Situs Resmi Komisi Bimbingan dan Dakwah Syura Ahlulbait Indonesia (ABI)
 

Tiga Kunci Rahasia Stabilitas Hidup Menurut Ajaran Islam

Dalam kehidupan yang penuh ketidakpastian, stabilitas menjadi sangat penting. Mereka yang terlibat dalam perjuangan tanpa kestabilan akan mengalami kegagalan. Semakin besar tanggung jawab, semakin besar pula kebutuhan akan stabilitas dan ketenangan. Oleh karena itu, setiap individu perlu memahami cara menghindari kegelisahan dan kembali ke stabilitas serta ketenangan.

Perjuangan untuk harta, kekuasaan, popularitas, dan hal materi lainnya sering kali hanya membawa kepada hasil yang sia-sia. Kebahagiaan sejati manusia berasal dari jiwa, sedangkan sumber kesengsaraan terletak di lubuk hati terdalam. Menurut Amirul Mukminin a.s., kunci kebahagiaan ada di dalam jiwa manusia itu sendiri, bukan pada pengaruh luar yang sementara.

Baca Kematian adalah Perluasan Kehidupan

Aristoteles menyatakan bahwa kebahagiaan tidak ditemukan dalam kekuasaan, kemampuan, harta, atau kekuasaan politik. Orang kaya dan berkuasa tidak selalu bahagia. Oleh karena itu, kebahagiaan sejati harus dicari dalam jiwa dan kesadaran sendiri.

Pemecahan masalah dan kemajuan industri saja tidak cukup untuk kehidupan bebas dari kekhawatiran. Mesin dan teknologi baru sering kali malah menimbulkan masalah baru. Untuk membebaskan diri dari penderitaan hidup, diperlukan pikiran yang terbimbing dan benar. Pikiran yang jernih adalah sumber kemajuan material dan kebahagiaan manusia.

Pikiran yang terarah adalah sumber kemajuan dan kebahagiaan yang lebih tinggi daripada kekayaan materi. Pemikiran yang benar melindungi cendekiawan dari pengaruh uang. Mereka yang memiliki kemampuan berpikir yang berkembang dapat tegar menghadapi penderitaan dan mengambil pandangan positif.
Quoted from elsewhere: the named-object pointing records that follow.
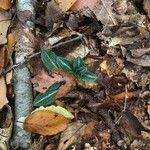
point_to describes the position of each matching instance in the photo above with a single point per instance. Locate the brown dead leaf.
(45, 122)
(44, 81)
(2, 58)
(146, 4)
(3, 98)
(4, 24)
(131, 124)
(6, 126)
(104, 12)
(72, 134)
(6, 4)
(81, 4)
(89, 130)
(65, 5)
(120, 6)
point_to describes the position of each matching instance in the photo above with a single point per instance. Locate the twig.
(22, 84)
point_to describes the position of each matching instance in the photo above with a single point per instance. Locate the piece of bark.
(22, 85)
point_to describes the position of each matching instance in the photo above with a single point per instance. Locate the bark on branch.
(22, 84)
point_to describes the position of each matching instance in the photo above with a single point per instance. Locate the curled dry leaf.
(4, 24)
(57, 109)
(5, 127)
(81, 4)
(44, 81)
(65, 5)
(3, 98)
(6, 4)
(72, 134)
(131, 124)
(146, 4)
(45, 122)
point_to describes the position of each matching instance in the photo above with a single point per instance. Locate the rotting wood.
(22, 84)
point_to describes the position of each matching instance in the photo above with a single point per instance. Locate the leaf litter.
(89, 68)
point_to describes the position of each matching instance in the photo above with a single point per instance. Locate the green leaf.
(47, 98)
(49, 59)
(64, 64)
(60, 110)
(80, 71)
(88, 76)
(78, 63)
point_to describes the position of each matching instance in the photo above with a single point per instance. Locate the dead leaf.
(45, 122)
(3, 98)
(146, 4)
(2, 58)
(6, 4)
(44, 81)
(131, 124)
(120, 6)
(111, 66)
(4, 24)
(6, 128)
(11, 39)
(72, 134)
(65, 5)
(89, 130)
(104, 12)
(81, 4)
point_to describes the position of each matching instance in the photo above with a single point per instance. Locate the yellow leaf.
(65, 5)
(58, 109)
(3, 98)
(45, 122)
(6, 4)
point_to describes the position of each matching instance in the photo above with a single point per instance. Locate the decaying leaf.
(5, 127)
(6, 4)
(72, 134)
(4, 24)
(44, 81)
(2, 58)
(57, 109)
(45, 122)
(3, 98)
(104, 12)
(131, 124)
(81, 4)
(11, 41)
(65, 4)
(146, 4)
(44, 99)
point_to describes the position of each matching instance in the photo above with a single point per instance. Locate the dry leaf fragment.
(65, 4)
(44, 81)
(6, 130)
(3, 98)
(4, 24)
(72, 134)
(81, 4)
(6, 4)
(2, 58)
(146, 4)
(45, 122)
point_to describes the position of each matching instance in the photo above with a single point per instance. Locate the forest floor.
(75, 74)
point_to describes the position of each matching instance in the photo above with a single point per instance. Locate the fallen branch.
(22, 85)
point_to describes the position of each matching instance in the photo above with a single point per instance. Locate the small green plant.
(77, 67)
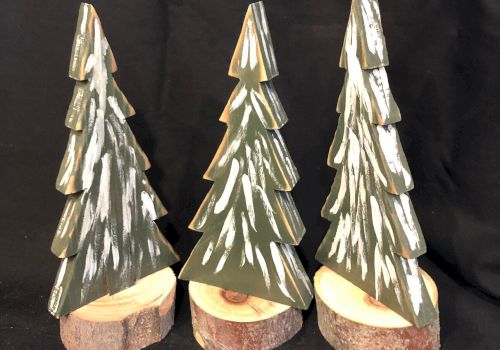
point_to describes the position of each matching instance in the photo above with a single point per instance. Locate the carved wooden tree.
(248, 219)
(374, 238)
(106, 236)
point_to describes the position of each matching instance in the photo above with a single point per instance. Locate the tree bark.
(131, 319)
(349, 319)
(249, 323)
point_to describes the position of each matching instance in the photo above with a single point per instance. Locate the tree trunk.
(350, 319)
(131, 319)
(228, 320)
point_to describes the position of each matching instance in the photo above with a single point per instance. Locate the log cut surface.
(131, 319)
(350, 319)
(251, 324)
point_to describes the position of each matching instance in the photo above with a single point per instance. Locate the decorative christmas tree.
(374, 238)
(249, 218)
(106, 236)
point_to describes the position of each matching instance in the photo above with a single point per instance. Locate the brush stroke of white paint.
(103, 200)
(257, 108)
(238, 99)
(244, 53)
(70, 161)
(90, 63)
(127, 200)
(247, 191)
(414, 284)
(70, 206)
(204, 216)
(280, 270)
(376, 218)
(228, 245)
(413, 239)
(394, 278)
(147, 206)
(380, 87)
(115, 253)
(298, 270)
(269, 211)
(62, 271)
(208, 253)
(90, 265)
(246, 239)
(406, 221)
(238, 138)
(263, 267)
(372, 28)
(84, 19)
(340, 195)
(389, 143)
(253, 45)
(228, 189)
(228, 221)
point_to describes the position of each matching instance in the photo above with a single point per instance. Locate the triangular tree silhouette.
(249, 218)
(106, 236)
(374, 237)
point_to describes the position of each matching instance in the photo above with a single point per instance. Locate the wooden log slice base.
(350, 319)
(131, 319)
(227, 320)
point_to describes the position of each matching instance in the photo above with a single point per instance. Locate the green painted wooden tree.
(106, 236)
(374, 237)
(249, 218)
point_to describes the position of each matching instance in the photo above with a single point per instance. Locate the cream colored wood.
(352, 303)
(149, 291)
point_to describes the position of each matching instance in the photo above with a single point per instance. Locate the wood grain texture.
(349, 320)
(252, 324)
(132, 319)
(249, 220)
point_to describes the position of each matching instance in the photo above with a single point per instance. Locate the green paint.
(248, 219)
(374, 236)
(106, 236)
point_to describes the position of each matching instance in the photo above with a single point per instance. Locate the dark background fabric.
(173, 58)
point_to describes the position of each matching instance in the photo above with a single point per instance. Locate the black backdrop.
(173, 58)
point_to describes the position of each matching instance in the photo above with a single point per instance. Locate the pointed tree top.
(254, 53)
(88, 27)
(365, 29)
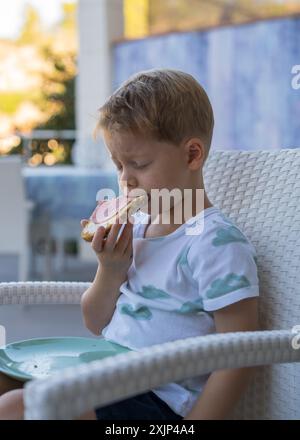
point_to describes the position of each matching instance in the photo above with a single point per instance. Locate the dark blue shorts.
(145, 406)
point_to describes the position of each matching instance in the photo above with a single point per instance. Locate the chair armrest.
(42, 292)
(75, 391)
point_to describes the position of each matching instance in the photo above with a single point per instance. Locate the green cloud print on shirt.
(228, 235)
(231, 282)
(182, 260)
(141, 313)
(151, 292)
(191, 307)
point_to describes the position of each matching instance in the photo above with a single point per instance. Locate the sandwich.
(112, 211)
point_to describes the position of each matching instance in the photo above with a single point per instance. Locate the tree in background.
(49, 102)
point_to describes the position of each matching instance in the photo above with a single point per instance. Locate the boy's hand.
(113, 255)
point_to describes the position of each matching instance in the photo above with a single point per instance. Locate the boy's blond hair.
(165, 104)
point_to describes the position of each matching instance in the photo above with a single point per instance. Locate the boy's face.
(148, 164)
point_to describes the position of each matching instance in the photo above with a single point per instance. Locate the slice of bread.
(97, 219)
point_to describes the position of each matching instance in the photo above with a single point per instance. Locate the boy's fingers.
(125, 239)
(83, 223)
(112, 236)
(97, 242)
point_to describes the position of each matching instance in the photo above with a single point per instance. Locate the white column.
(100, 22)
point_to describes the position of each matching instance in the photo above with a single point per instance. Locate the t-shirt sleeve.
(223, 264)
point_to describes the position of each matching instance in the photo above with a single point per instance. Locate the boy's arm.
(99, 301)
(224, 388)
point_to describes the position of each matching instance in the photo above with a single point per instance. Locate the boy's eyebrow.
(129, 161)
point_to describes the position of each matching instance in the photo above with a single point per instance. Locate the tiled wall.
(246, 71)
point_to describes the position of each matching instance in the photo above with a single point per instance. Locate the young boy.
(157, 281)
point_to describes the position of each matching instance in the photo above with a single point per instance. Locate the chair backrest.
(260, 192)
(12, 205)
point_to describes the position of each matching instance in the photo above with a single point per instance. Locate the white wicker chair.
(260, 191)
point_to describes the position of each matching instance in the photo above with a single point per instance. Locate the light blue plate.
(40, 358)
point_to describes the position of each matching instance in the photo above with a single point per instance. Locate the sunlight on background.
(38, 51)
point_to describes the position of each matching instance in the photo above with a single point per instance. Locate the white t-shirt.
(174, 284)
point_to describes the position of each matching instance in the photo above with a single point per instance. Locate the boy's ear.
(195, 153)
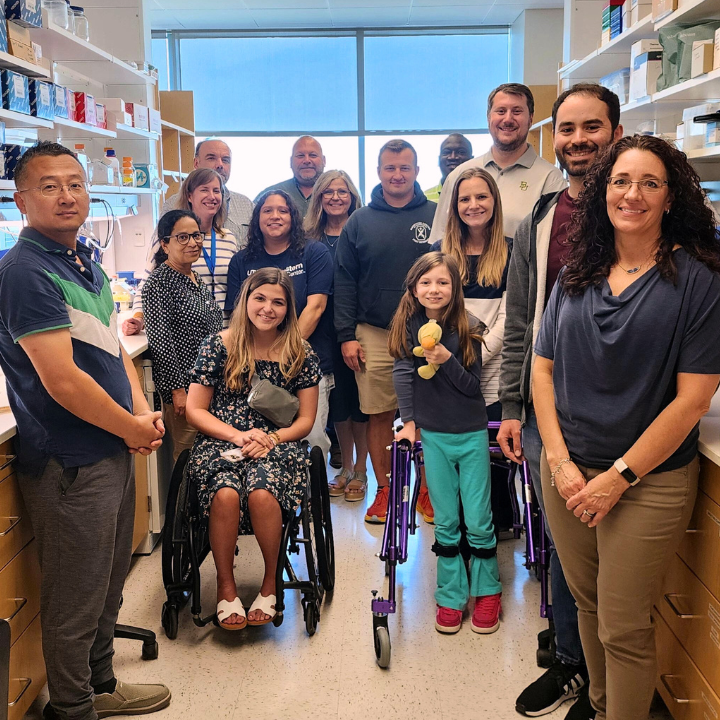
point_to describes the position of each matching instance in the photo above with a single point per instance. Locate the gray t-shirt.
(616, 358)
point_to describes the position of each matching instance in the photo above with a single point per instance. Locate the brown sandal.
(336, 486)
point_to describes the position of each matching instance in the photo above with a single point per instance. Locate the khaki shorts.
(375, 386)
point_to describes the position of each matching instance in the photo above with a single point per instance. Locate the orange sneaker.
(377, 512)
(424, 506)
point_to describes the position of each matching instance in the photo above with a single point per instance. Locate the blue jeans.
(567, 635)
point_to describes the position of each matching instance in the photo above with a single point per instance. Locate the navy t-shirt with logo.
(311, 273)
(43, 288)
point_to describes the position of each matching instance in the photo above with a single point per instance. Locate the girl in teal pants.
(449, 410)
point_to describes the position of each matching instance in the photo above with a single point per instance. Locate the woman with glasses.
(334, 199)
(276, 239)
(180, 312)
(627, 361)
(202, 193)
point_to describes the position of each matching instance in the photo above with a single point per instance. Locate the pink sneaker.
(486, 616)
(448, 620)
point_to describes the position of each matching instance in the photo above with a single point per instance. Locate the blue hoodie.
(378, 246)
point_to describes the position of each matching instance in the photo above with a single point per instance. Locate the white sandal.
(227, 608)
(266, 605)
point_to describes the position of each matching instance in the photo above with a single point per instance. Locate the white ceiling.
(322, 14)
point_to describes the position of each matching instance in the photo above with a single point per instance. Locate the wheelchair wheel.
(322, 519)
(175, 551)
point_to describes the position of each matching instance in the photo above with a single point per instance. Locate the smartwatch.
(621, 466)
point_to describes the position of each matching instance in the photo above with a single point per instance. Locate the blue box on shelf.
(27, 13)
(42, 100)
(60, 104)
(16, 93)
(9, 156)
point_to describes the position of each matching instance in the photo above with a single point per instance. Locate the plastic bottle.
(128, 173)
(112, 162)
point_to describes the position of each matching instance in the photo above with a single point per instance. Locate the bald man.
(455, 150)
(308, 164)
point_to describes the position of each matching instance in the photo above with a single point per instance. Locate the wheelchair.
(185, 545)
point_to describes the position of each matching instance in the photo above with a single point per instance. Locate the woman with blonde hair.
(249, 495)
(334, 199)
(202, 192)
(474, 237)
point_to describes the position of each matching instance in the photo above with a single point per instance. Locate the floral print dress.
(282, 472)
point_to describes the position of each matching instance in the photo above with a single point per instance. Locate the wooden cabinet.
(687, 614)
(22, 670)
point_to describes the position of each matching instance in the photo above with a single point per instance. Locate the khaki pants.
(615, 572)
(180, 432)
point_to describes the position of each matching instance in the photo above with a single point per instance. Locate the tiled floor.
(273, 673)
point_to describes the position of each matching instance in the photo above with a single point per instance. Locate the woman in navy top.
(628, 359)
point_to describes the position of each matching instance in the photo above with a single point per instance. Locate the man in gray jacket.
(585, 121)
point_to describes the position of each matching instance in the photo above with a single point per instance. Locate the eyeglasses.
(650, 185)
(76, 189)
(184, 238)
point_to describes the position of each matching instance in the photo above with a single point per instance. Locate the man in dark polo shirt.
(586, 119)
(81, 415)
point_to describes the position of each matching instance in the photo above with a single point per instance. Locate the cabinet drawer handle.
(27, 682)
(679, 701)
(13, 522)
(20, 603)
(673, 607)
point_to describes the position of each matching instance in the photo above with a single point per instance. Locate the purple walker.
(401, 522)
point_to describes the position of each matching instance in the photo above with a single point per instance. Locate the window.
(279, 84)
(160, 61)
(259, 162)
(426, 82)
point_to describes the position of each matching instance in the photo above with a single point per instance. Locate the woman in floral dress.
(249, 495)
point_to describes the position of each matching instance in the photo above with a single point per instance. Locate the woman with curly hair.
(628, 359)
(276, 239)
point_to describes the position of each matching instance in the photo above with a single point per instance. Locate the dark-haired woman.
(276, 239)
(628, 359)
(180, 312)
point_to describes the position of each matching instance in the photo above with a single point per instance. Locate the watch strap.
(621, 466)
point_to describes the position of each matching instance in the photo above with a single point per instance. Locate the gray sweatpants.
(83, 523)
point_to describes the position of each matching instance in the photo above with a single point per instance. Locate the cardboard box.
(662, 8)
(100, 115)
(9, 156)
(42, 100)
(702, 57)
(61, 107)
(638, 10)
(19, 43)
(85, 108)
(24, 12)
(139, 113)
(646, 69)
(16, 94)
(643, 46)
(154, 121)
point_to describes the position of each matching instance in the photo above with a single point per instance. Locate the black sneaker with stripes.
(557, 685)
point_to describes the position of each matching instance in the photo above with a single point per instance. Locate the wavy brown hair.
(198, 177)
(689, 223)
(453, 316)
(491, 265)
(316, 218)
(240, 364)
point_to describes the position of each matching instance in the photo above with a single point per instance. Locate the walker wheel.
(382, 646)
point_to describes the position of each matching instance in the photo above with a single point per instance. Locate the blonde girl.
(449, 410)
(248, 496)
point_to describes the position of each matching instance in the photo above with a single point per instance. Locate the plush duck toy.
(428, 336)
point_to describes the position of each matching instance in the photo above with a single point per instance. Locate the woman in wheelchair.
(250, 495)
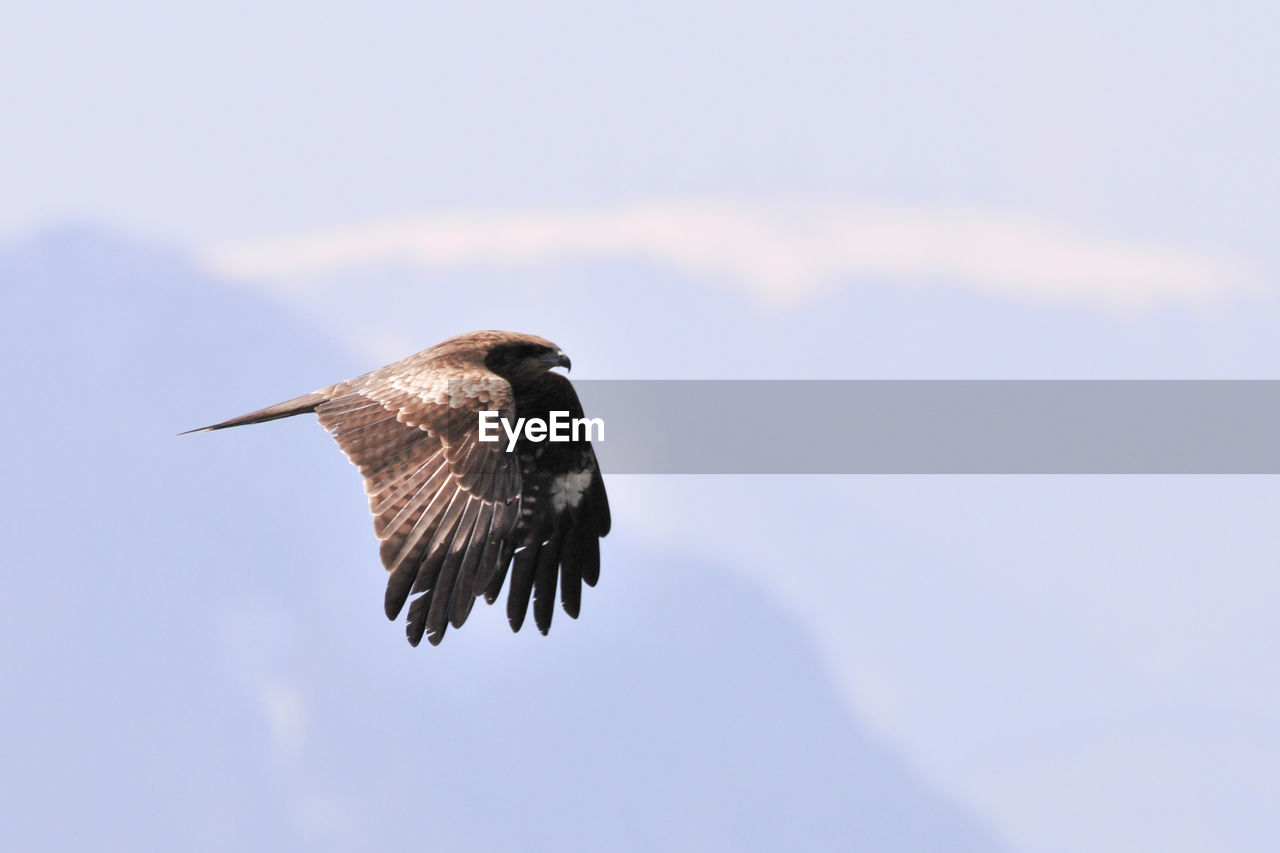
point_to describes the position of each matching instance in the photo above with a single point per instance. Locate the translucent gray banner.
(936, 427)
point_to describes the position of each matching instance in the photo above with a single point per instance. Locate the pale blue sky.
(1056, 664)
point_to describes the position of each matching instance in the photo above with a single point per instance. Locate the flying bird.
(452, 511)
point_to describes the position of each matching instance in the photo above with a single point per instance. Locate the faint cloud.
(781, 252)
(287, 714)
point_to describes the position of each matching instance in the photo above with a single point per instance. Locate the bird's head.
(524, 356)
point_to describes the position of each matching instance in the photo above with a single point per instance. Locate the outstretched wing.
(563, 514)
(444, 503)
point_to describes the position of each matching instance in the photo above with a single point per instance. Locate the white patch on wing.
(567, 489)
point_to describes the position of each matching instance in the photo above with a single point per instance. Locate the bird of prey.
(453, 511)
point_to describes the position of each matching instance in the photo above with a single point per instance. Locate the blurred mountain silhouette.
(195, 656)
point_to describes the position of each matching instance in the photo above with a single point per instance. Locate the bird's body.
(453, 511)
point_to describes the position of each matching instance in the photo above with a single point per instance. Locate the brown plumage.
(453, 512)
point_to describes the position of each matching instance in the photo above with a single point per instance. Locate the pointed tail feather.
(297, 406)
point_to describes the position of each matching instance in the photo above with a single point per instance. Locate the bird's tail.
(297, 406)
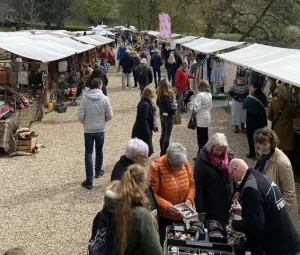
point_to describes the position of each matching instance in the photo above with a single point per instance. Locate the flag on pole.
(165, 25)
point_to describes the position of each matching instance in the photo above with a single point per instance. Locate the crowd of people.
(266, 194)
(140, 201)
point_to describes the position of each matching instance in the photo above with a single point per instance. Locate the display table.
(22, 118)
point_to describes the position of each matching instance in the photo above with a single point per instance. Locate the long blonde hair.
(130, 195)
(171, 59)
(164, 89)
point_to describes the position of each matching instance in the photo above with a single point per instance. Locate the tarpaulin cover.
(206, 45)
(279, 63)
(102, 38)
(43, 48)
(89, 40)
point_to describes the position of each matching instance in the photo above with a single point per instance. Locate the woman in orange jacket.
(172, 183)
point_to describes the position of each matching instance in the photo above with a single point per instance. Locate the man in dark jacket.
(127, 64)
(156, 63)
(265, 220)
(144, 74)
(98, 72)
(136, 153)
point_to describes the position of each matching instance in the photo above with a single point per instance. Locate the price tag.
(179, 228)
(204, 244)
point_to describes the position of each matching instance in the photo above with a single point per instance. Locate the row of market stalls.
(37, 69)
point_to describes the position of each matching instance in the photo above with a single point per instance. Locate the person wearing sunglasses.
(265, 219)
(277, 167)
(214, 187)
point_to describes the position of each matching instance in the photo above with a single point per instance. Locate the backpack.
(142, 75)
(101, 242)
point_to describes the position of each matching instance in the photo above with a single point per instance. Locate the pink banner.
(165, 25)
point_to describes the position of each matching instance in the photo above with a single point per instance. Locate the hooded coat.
(95, 109)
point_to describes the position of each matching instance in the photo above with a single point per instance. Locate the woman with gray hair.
(136, 152)
(282, 113)
(172, 183)
(214, 187)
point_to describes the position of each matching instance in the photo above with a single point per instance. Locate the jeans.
(254, 122)
(126, 78)
(202, 137)
(105, 64)
(158, 73)
(166, 131)
(135, 78)
(171, 76)
(181, 95)
(89, 139)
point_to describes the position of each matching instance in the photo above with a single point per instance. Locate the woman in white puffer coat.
(202, 106)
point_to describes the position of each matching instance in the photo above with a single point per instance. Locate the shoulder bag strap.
(279, 114)
(257, 100)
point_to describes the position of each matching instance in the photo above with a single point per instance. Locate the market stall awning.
(43, 48)
(206, 45)
(10, 34)
(89, 40)
(279, 63)
(197, 42)
(102, 38)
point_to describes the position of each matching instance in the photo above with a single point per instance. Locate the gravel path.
(42, 205)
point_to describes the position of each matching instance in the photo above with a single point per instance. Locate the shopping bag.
(192, 122)
(177, 118)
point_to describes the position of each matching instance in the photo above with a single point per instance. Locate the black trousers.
(202, 137)
(134, 77)
(254, 121)
(156, 74)
(166, 131)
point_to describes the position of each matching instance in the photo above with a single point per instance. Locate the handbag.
(193, 121)
(62, 66)
(278, 115)
(177, 118)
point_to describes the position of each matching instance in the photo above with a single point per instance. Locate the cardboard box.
(26, 145)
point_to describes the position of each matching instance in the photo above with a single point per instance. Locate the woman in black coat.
(214, 187)
(144, 124)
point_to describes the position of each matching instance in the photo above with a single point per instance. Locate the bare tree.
(31, 8)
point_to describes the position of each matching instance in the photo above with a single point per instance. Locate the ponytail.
(130, 196)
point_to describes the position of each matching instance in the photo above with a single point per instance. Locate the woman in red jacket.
(181, 83)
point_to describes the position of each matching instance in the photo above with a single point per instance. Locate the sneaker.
(100, 174)
(87, 185)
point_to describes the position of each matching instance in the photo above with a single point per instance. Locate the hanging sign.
(165, 25)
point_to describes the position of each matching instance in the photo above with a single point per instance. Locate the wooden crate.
(26, 145)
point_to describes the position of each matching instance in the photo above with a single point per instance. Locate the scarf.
(221, 163)
(262, 162)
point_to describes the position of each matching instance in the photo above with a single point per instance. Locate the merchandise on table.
(186, 211)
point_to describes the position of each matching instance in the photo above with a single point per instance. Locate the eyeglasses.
(144, 157)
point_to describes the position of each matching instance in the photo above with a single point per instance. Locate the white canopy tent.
(279, 63)
(102, 38)
(182, 40)
(206, 45)
(43, 48)
(89, 40)
(10, 34)
(196, 42)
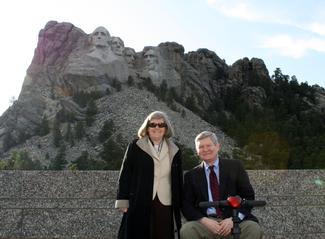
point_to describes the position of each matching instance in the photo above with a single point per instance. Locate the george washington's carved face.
(100, 37)
(151, 59)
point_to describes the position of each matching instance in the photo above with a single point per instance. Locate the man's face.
(99, 37)
(117, 46)
(150, 58)
(207, 150)
(129, 57)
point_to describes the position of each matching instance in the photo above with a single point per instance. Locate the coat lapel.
(222, 179)
(203, 182)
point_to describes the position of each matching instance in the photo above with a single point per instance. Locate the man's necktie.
(214, 187)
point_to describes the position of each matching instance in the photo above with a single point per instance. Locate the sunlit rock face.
(129, 85)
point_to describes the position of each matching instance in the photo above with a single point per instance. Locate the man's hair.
(206, 134)
(143, 130)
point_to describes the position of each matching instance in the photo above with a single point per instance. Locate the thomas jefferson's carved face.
(117, 45)
(129, 55)
(151, 59)
(100, 37)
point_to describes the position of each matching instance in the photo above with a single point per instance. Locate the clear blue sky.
(289, 34)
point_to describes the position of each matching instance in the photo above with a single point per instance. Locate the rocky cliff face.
(128, 85)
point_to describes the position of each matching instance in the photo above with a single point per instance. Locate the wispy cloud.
(317, 27)
(276, 12)
(246, 10)
(293, 47)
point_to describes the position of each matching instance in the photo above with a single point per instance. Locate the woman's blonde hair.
(143, 130)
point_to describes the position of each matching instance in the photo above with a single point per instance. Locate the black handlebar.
(225, 203)
(234, 203)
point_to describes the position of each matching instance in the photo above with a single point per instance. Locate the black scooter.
(235, 203)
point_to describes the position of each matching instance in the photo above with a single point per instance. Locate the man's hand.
(211, 224)
(225, 226)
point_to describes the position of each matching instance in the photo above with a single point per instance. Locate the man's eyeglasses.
(154, 125)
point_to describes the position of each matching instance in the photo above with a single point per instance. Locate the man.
(215, 179)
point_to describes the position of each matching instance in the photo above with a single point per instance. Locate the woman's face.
(156, 129)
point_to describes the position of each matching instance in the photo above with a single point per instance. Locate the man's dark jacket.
(233, 180)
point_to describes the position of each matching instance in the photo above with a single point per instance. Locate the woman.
(150, 183)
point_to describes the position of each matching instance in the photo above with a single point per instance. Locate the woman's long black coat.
(136, 185)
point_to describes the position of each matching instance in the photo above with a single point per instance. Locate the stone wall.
(79, 204)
Untuk melindungi diri dari peristiwa dan gelombang pemikiran negatif, kita perlu membangun pola pikir yang membimbing. Melalui pola pikir yang benar, kita dapat menentukan sikap dan perilaku kita, serta membimbing jiwa kita menuju pemikiran yang benar untuk mengatasi kegelisahan. Seorang sarjana Barat menyatakan bahwa kita dapat memilih cara berpikir kita sendiri dan memilih pertimbangan yang tepat, sehingga tidak menjadi korban pemikiran yang merugikan. Kunci keberhasilan dan kebahagiaan terletak pada pemikiran yang benar.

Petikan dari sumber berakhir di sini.